Les principaux instruments conventionnels de protection des victimes de conflits armés sont les quatre Conventions de Genève de 1949 et leurs deux Protocoles additionnels de 1977. Le Protocole II s’applique aux conflits internes. Les Conventions de Genève et leurs Protocoles additionnels prévoient des protections et des garanties spéciales pour les femmes et les filles. Bon nombre des règles prévues par ces traités font partie du droit international coutumier et sont donc contraignantes tant pour les États que pour les groupes organisés.

Plus précisément, en 1993, l’Assemblée générale a adopté la Déclaration sur l’élimination de la violence à l’égard des femmes, qui reconnaît que les femmes dans les situations de conflit armé sont particulièrement vulnérables à la violence. Au niveau international, les principales voies de recours pour les femmes et les filles qui ont subi des abus liés aux conflits sont les plaintes pour crimes de guerre, crimes contre l’humanité et génocide. Dans certaines situations, ces femmes et ces filles peuvent également être en mesure de demander une compensation financière pour leurs blessures liées à la guerre.

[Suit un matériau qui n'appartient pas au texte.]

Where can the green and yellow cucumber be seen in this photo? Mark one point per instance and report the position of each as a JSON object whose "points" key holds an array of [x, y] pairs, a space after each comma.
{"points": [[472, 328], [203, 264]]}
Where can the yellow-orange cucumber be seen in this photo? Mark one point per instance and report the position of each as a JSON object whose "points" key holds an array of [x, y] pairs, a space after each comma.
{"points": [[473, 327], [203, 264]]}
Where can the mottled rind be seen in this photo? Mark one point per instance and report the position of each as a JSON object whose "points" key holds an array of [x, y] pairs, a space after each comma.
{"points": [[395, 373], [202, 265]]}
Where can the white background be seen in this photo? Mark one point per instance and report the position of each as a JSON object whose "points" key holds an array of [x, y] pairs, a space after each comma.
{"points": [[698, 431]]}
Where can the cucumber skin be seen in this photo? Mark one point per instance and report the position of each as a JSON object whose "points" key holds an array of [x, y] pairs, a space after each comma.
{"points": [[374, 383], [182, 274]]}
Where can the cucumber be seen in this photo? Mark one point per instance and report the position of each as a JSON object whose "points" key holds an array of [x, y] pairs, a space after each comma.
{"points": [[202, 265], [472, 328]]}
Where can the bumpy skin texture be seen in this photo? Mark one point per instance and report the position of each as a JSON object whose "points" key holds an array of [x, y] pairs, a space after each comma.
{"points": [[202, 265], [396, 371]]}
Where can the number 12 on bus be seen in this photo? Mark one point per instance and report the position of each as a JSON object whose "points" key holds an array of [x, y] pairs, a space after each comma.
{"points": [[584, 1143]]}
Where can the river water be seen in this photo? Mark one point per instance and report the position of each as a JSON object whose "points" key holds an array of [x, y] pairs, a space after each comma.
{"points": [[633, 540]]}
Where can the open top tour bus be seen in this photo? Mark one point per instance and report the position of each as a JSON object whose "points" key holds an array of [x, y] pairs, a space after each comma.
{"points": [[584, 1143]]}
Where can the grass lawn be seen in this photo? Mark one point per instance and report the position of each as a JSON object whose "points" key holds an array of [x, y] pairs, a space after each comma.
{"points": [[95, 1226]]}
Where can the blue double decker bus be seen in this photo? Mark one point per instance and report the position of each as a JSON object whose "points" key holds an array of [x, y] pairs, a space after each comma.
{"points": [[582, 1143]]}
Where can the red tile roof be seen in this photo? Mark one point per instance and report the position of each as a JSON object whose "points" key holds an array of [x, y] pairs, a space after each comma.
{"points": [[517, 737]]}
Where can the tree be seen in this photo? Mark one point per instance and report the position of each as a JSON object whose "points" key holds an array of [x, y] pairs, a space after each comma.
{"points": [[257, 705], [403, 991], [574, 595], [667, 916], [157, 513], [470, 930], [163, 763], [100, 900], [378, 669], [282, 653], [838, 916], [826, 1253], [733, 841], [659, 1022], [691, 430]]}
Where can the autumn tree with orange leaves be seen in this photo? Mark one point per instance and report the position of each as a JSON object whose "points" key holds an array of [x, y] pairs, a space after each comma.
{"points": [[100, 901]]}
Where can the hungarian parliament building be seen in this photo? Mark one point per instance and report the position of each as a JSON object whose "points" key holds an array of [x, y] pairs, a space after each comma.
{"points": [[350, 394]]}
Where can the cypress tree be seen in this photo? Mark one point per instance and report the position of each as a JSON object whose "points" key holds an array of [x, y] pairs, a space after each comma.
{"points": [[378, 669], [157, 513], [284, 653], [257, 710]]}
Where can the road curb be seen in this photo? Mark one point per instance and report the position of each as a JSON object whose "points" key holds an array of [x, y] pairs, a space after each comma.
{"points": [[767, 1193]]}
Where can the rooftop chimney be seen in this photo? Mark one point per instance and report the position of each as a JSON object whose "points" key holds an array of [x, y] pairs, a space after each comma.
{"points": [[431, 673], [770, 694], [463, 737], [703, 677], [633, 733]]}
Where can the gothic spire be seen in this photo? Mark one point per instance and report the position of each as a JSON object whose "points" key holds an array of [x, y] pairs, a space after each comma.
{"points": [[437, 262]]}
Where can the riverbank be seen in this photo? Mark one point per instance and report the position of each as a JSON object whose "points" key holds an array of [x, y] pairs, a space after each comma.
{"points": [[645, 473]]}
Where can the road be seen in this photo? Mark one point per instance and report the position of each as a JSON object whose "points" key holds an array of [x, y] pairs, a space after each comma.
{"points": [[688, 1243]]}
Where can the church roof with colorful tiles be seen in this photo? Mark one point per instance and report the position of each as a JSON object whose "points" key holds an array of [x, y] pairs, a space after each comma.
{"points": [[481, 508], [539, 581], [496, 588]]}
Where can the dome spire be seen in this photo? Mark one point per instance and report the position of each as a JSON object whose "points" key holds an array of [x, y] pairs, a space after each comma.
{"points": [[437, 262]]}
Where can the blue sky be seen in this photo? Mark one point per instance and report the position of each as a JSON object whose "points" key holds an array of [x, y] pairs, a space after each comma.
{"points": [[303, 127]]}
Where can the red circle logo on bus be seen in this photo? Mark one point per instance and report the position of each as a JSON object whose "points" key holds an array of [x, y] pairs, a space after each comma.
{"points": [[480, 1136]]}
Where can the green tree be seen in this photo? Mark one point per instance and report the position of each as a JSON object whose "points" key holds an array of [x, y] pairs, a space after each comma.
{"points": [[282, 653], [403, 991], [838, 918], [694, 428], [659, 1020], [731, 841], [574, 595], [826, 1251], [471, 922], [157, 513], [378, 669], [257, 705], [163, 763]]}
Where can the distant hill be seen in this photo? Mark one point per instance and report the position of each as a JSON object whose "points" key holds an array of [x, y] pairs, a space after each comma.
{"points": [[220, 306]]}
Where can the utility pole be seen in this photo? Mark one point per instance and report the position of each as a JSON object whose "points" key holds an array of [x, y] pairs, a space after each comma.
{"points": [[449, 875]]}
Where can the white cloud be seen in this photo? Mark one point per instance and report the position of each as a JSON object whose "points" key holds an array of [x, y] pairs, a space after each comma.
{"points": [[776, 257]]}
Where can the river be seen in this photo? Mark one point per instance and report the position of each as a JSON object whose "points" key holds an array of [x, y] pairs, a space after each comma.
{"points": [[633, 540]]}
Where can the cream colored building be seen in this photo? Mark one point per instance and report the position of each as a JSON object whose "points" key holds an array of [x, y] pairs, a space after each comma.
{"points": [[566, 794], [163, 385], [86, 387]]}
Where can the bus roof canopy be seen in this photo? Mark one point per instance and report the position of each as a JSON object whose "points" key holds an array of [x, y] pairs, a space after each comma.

Le Secrétaire général des Nations Unies (ONU), dans son rapport à la réunion du Conseil de sécurité, a déclaré que : Le Conseil devrait débattre de la sécurité des femmes car la marginalisation des femmes peut retarder ou compromettre l’instauration d’une paix, d’une sécurité et d’une réconciliation durables.24 La communauté internationale reconnaît de plus en plus qu’une approche globale des questions de sécurité nécessite l’inclusion des femmes, de leur expérience et de leurs perspectives. Une approche globale de la sécurité est donc une approche sensible au genre, qui reconnaît les besoins, les intérêts et les contributions des femmes et des hommes.

La reconnaissance du rôle essentiel des femmes dans la résolution des conflits a été officialisée par le Conseil de sécurité des Nations unies par le biais de quatre de ses résolutions : les résolutions du Conseil de sécurité des Nations unies (RCSNU) au cours de la dernière décennie.25 La RCSNU 1325, document fondateur de l'”Agenda pour les femmes, la paix et la sécurité” (WPS), a jusqu’à présent été suivie de sept autres résolutions. La résolution 1325 du Conseil de sécurité des Nations unies a marqué une rupture radicale avec le langage aveugle au genre, c’était la première fois que l’organe exécutif des Nations unies abordait directement les questions de genre dans le contexte des conflits armés et des opérations de paix.